The club has played seven matches under Rangnick and has just suffered its first loss under his tenure to Wolves on January 3. Yet, the team has looked quite unconvincing in most of its wins and draws.

There’s a lot that goes into why the results have looked that way, but I’m less concerned with that part. This is a vibes analysis after all. I’ll let Suwaid and Pauly explain why United looks to be a proper mess.


My frustrations stem from the things surrounding the club.

There are reports that the dressing room is already lost with double-digit first-team players saying they are dissatisfied or wanting to outright leave the club. Others such as Luke Shaw are alluding to possible unrest in the dressing room because of certain individual personalities.

Some are questioning why United hasn’t magically looked better with the manager change despite the manager wishing to play a completely different style than the previous regime. The lack of squad refreshment whilst trying to find an ideal starting XI hasn’t helped matters either.

Now a narrative is starting that players aren’t performing for the manager because he has a widely-known expiration date. Perhaps, Rangnick should have never been brought in as interim-interim manager and should’ve moved right to his consulting role to find the permanent manager that would implement his philosophy.

Either way, this is the situation we are now in, and, from the outside, looking in, the vibes don’t seem great ~again~.

It’s January, the chance of improving on a second-place finish last season has long since passed, any trips to Europe next season are even slipping from view, and now people are questioning whether the plan that was supposed to right the failures of the last plan is now fubar.

If I fancied myself a conspiracy theorist, I would be convinced that this was actually the plan. Manchester United appears to shoot themselves in the foot with such consistent regularity on the footballing side that perhaps they are simply content with being the conversation. Sure, winning like Pep’s Manchester City or Klopp’s Liverpool would also vault Manchester United into the forefront of the conversation, but that’s really hard to do.

I’ll use a non-football-related analogy like me and my partners on The Busby Babe podcast so often like to do. You haven’t played an exceptional Call of Duty game since probably Sir Alex Ferguson’s final season at United. Yet, that video game series is still a top seller every year and still sucks up the oxygen of gaming conversation because it’s too big not to. Laurels have been rested on and better games have been released, but the publisher Activision has no reason to change things unless things get really bad.

Kind of feels like the state of Manchester United right now? Take it from me, a lifelong fan of a truly awful sporting franchise (the Jacksonville Jaguars), the situation at Manchester United may seem bad but it isn’t that bad. Fans of a certain age have only known privilege, have only known success. Things haven’t actually gotten hard yet. This is what builds character. This is what makes the successes — if they ever come back — that much sweeter.

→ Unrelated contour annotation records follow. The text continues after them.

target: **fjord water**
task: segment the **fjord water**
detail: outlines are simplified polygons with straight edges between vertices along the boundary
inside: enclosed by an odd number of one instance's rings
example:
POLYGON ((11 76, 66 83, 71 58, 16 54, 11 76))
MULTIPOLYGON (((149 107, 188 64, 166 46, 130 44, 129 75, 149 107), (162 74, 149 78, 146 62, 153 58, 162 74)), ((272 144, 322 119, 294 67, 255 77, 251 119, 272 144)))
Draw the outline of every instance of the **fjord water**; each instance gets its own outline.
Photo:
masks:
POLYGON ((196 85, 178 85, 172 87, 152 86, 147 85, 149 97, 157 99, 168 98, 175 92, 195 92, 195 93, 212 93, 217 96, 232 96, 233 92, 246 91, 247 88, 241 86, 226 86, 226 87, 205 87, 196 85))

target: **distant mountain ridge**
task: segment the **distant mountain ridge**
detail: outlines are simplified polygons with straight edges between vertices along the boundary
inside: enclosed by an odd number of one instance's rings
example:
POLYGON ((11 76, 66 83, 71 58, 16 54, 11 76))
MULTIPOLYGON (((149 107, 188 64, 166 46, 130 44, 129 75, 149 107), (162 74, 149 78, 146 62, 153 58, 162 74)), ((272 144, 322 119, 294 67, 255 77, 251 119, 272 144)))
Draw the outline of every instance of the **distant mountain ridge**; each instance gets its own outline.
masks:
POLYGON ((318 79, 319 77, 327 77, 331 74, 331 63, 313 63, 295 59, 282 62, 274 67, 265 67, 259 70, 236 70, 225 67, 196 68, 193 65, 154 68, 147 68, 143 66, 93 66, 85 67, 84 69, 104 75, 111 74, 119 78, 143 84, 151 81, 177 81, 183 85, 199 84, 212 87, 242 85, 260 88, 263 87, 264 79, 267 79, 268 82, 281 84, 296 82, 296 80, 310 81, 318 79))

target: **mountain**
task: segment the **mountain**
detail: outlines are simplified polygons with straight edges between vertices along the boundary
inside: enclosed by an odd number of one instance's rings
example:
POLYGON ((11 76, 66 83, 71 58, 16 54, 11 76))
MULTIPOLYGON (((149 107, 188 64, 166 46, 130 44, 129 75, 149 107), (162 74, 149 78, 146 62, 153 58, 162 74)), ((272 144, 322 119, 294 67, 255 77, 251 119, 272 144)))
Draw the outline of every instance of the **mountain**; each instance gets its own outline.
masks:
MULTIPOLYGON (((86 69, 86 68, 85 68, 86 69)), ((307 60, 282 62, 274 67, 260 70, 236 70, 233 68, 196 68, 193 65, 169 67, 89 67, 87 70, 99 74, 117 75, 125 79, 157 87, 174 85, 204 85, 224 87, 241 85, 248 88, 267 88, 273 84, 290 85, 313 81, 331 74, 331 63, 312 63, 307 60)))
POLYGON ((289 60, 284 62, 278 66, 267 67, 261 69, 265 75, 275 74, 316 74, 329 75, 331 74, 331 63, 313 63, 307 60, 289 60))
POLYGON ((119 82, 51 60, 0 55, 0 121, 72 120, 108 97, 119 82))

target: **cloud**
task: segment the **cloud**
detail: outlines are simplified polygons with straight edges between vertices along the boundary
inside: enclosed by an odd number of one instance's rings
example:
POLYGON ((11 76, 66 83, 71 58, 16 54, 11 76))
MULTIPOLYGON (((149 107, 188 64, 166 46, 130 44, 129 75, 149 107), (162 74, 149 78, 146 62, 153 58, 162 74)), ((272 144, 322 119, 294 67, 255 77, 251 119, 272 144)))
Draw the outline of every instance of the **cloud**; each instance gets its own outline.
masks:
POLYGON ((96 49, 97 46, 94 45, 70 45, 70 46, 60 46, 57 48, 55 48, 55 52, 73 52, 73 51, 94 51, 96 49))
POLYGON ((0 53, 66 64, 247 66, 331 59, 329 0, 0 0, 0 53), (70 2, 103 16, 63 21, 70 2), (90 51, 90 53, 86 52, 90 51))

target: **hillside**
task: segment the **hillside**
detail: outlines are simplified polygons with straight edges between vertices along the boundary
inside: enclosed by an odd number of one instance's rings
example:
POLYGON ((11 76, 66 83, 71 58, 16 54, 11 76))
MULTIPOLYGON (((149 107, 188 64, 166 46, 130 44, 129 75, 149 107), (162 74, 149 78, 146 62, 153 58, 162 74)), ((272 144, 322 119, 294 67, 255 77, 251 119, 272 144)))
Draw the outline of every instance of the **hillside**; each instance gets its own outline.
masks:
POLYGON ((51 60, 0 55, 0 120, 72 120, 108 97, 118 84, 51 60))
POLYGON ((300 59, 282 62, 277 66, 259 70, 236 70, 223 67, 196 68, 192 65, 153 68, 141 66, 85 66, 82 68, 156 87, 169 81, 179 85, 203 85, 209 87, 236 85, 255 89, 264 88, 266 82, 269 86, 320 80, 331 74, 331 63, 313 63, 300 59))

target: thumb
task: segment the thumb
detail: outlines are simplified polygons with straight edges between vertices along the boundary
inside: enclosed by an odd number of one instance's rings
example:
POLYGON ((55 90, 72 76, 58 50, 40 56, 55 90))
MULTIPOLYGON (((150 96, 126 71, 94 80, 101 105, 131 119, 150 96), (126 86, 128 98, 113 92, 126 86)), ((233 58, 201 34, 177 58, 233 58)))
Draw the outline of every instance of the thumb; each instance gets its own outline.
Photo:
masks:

Sure, the team is frustrating to watch, and it’s easy to see that the team has trended back towards mediocrity this season but nothing cataclysmic enough has occurred to cause real change. The team also has plenty of time to scrape together the semblance of an identity, play the way Rangnick wants, and earn some kind of European football.

But I fail to see how the real systemic change will come by any way other than serendipity or calamity. Instead, we’ll be able to recycle this piece in two to three years as we’ve down.

So while you’re calling the players jerks and primadonnas, and calling the Glazers knobheads, and questioning whether or not Rangnick is the right man despite him being set up to fail before he stepped in Carrington, I suggest you also take some time to gear up for another year of listening to the one true banger: the Europa League Anthem.